Th17 lymphocytes, beyond their protective role in the clearance of extracellular pathogens, also play a role in the pathogenesis of several autoimmune and inflammatory diseases, such as multiple sclerosis, rheumatoid arthritis, inflammatory bowel diseases, psoriasis and contact dermatitis. Nevertheless, they are very rare at inflammatory sites in comparison with other T cell subsets. Recently, this rarity has been explained by the finding that Th17 cells rapidly shift into the Th1 phenotype in the presence of IL-12 and/or TNF-α as well as by the fact that they possess self-regulatory mechanisms limiting their own expansion. Th17 lymphocytes that have shifted towards a Th1 phenotype seem to be particularly aggressive and more pathogenic than the Th17 unshifted cells. As a consequence, the Th17-derived Th1 cells, named non-classic Th1 cells, can become a possible target for the therapy of some inflammatory disorders. In particular, convincing evidence has recently been accumulated indicating that this subset can play a role in Crohn's disease and juvenile idiopathic arthritis. More importantly, it has been shown that TNF-α inhibitors, which are used for the treatment of such diseases, appear to be able to inhibit the transition of Th17 lymphocytes to the non-classic Th1 phenotype, and thus they possibly help to dampen inflammation and arrest disease progression. Based on this context, the definition of the soluble factors involved in the shifting from Th17 towards non-classic Th1 subset as well as the comprehension of their respective pathogenic role in human inflammatory disorders would be of great help for developing novel therapeutic strategies.

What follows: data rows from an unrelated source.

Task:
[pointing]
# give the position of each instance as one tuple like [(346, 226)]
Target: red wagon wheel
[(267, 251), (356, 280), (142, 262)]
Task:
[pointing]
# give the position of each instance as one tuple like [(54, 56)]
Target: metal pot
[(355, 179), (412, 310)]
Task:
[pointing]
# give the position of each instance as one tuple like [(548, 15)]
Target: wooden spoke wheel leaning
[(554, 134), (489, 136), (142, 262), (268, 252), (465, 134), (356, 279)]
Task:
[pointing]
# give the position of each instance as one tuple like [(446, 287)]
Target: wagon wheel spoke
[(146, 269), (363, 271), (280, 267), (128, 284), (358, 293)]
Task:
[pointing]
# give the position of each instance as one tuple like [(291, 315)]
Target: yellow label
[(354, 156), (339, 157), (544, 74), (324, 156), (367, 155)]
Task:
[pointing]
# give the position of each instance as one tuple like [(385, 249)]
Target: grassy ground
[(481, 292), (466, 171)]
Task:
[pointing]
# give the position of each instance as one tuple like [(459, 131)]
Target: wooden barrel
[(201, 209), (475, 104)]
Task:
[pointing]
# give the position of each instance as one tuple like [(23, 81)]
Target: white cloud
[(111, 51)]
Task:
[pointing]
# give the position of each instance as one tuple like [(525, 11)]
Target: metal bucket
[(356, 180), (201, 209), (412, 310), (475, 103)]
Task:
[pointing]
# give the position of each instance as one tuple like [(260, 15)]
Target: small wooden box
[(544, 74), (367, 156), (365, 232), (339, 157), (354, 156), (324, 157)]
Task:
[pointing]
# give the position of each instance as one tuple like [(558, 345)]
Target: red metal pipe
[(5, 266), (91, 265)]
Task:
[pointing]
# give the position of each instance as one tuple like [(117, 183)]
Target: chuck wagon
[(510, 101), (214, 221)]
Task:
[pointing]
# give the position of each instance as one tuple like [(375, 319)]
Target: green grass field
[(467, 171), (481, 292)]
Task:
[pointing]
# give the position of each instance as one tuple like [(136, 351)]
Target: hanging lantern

辅助性T细胞17(Th17)淋巴细胞,除了在清除细胞外病原体中发挥保护作用外,还在多种自身免疫性和炎性疾病的发病机制中起作用,如多发性硬化症、类风湿性关节炎、炎性肠病、银屑病和接触性皮炎。然而,与其他T细胞亚群相比,它们在炎症部位非常罕见。最近,这种罕见性已通过以下发现得到解释:在白细胞介素-12(IL-12)和/或肿瘤坏死因子-α(TNF-α)存在的情况下,Th17细胞会迅速转变为Th1表型,以及它们具有限制自身扩增的自我调节机制。已转变为Th1表型的Th17淋巴细胞似乎特别具有侵袭性,且比未转变的Th17细胞更具致病性。因此,源自Th17的Th1细胞,即非经典Th1细胞,可能成为某些炎性疾病治疗的靶点。特别是,最近积累了令人信服的证据表明,这一亚群可能在克罗恩病和青少年特发性关节炎中起作用。更重要的是,已表明用于治疗此类疾病的TNF-α抑制剂似乎能够抑制Th17淋巴细胞向非经典Th1表型的转变,因此它们可能有助于减轻炎症并阻止疾病进展。基于这一背景,确定参与从Th17向非经典Th1亚群转变的可溶性因子,以及了解它们在人类炎性疾病中各自的致病作用,将对开发新的治疗策略有很大帮助。